In March, the United Nations Commission on Narcotic Drugs met in Vienna as the culmination of a 10-year review of global drug policy. A ”political declaration” was issued which, at the urging of the US, excluded the phrase ”harm reduction”. This omission caused a split in the fragile international consensus on drug policy and resulted in 26 countries, including Australia, demanding explicit support for harm reduction in a footnote.

In April, Michel Kazatchkine, of the Global Fund to Fight Aids, Tuberculosis and Malaria, argued in favour of decriminalising illicit drugs to allow efforts to halt the spread of HIV to succeed. The same month, a national Zogby poll in the US provided evidence of changing opinion on the legalisation of cannabis: 52 per cent supported cannabis becoming legal, taxed and regulated.

In May there was movement on several fronts. The Governor of California, Arnold Schwarzenegger, said: ”I think it’s not time for [legalisation], but I think it’s time for a debate.” He was supported by a number of other American politicians, while Vicente Fox, a former Mexican president, said he was not yet convinced it was the solution but asked: ”Why not discuss it?” The Colombian Vice-President, Francisco Santos Calderon, is already convinced. ”The only way you can really solve the problem [is] if you legalise it totally.”

Obama’s drug czar, Gil Kerlikowske, the director of the Office of National Drug Control Policy, said he wanted to banish the idea of fighting a ”war on drugs”, while the United Nations Secretary-General, Ban Ki-moon, said criminal sanctions on same-sex sex, commercial sex and drug injections were barriers for HIV treatment services. ”Those behaviours should be decriminalised, and people addicted to drugs should receive health services for the treatment of their addiction,” he said.

In Germany, the federal parliament voted 63 per cent in favour to allow heroin prescription treatment.

In July, the Economic and Social Council, a UN body more senior than the Commission on Narcotic Drugs, approved a resolution requiring national governments to provide ”services for injecting drug users in all settings, including prisons” and harm reduction programs such as needle syringe programs and substitution treatment for heroin users. This month, Mexico removed criminal sanctions for possessing any illicit drug in small quantities while Argentina is making similar changes for cannabis.

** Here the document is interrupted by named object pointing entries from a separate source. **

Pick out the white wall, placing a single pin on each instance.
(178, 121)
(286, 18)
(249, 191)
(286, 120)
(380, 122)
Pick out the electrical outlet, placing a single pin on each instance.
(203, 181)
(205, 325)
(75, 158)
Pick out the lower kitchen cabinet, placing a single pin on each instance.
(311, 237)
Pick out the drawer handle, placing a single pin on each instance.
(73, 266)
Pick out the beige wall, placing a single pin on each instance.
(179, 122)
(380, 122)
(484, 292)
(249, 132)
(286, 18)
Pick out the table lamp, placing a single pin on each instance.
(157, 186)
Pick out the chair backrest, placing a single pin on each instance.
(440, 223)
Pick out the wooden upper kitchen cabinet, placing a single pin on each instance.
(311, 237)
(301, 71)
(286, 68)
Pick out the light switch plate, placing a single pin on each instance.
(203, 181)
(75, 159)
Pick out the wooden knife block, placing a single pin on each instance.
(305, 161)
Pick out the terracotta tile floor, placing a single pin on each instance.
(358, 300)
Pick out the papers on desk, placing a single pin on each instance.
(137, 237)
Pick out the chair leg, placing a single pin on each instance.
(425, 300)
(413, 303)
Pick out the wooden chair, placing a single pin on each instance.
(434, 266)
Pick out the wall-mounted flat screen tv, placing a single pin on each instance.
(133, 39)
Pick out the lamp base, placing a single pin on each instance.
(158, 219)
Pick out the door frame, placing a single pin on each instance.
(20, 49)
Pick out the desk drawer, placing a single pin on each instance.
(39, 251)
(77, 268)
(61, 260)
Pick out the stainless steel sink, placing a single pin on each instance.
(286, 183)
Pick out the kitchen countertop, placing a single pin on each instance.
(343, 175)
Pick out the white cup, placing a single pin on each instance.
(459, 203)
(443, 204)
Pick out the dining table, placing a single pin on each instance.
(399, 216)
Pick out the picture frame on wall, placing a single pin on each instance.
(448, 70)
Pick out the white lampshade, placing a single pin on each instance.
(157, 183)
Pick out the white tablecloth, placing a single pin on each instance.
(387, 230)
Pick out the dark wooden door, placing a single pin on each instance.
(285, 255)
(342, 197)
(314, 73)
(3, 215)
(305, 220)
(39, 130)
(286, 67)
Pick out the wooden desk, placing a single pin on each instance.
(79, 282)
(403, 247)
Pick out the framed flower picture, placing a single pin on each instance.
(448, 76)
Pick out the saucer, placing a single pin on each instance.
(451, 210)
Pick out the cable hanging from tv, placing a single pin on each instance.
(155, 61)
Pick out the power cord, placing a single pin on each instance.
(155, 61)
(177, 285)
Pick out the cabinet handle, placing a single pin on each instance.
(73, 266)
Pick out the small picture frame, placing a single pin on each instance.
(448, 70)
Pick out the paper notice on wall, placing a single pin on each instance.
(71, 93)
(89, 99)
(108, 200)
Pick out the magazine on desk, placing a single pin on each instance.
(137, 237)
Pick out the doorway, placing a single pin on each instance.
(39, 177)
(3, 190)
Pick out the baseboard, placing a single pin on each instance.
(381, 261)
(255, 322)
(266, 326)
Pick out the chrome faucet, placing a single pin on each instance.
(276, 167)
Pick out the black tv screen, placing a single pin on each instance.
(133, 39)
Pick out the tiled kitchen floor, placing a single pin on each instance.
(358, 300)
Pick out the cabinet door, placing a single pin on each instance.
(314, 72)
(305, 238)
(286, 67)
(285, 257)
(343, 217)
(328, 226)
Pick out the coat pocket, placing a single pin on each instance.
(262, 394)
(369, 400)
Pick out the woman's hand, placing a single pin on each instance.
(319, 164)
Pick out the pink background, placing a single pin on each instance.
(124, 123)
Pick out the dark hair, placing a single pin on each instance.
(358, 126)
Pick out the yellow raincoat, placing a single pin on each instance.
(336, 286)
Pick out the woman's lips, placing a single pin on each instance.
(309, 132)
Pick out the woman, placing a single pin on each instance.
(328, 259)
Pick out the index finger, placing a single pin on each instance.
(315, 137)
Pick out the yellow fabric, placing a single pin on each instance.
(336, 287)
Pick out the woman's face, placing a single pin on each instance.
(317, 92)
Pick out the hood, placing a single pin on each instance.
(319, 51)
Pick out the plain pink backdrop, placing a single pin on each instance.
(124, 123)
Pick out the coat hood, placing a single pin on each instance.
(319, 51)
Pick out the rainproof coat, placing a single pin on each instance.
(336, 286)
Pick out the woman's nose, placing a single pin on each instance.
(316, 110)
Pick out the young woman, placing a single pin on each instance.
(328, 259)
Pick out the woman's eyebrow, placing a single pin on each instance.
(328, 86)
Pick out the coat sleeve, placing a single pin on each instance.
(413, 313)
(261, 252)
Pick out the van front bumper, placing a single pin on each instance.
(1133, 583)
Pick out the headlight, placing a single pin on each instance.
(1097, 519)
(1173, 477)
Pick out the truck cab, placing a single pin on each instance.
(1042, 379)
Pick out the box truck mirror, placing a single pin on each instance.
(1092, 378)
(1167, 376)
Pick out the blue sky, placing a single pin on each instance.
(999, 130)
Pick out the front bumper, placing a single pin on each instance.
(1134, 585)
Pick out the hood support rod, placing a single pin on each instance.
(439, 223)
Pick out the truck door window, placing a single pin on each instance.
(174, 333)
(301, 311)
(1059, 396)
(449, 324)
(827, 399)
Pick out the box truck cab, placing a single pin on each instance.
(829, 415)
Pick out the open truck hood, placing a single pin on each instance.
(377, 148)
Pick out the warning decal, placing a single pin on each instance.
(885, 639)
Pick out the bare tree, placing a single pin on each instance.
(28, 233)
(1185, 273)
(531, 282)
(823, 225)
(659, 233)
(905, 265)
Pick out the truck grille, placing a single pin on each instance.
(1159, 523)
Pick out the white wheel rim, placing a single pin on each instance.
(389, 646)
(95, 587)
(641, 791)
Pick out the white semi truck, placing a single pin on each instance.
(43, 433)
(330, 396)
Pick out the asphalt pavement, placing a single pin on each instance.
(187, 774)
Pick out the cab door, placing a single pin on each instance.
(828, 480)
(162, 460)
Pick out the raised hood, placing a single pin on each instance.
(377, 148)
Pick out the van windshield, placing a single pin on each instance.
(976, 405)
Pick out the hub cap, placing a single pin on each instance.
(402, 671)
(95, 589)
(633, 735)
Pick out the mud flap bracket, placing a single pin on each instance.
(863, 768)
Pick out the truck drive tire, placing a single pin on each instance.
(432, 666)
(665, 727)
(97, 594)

Portugal, Spain and Italy had earlier dropped criminal sanctions for possessing small amounts of any illicit drug, while the Netherlands and Germany have achieved the same effect by changing policing policy.

It is now clear that support for a drug policy heavily reliant on law enforcement is dwindling in Western Europe, the US and South America, while support for harm reduction and drug law reform is growing. Sooner or later this debate will start again in Australia.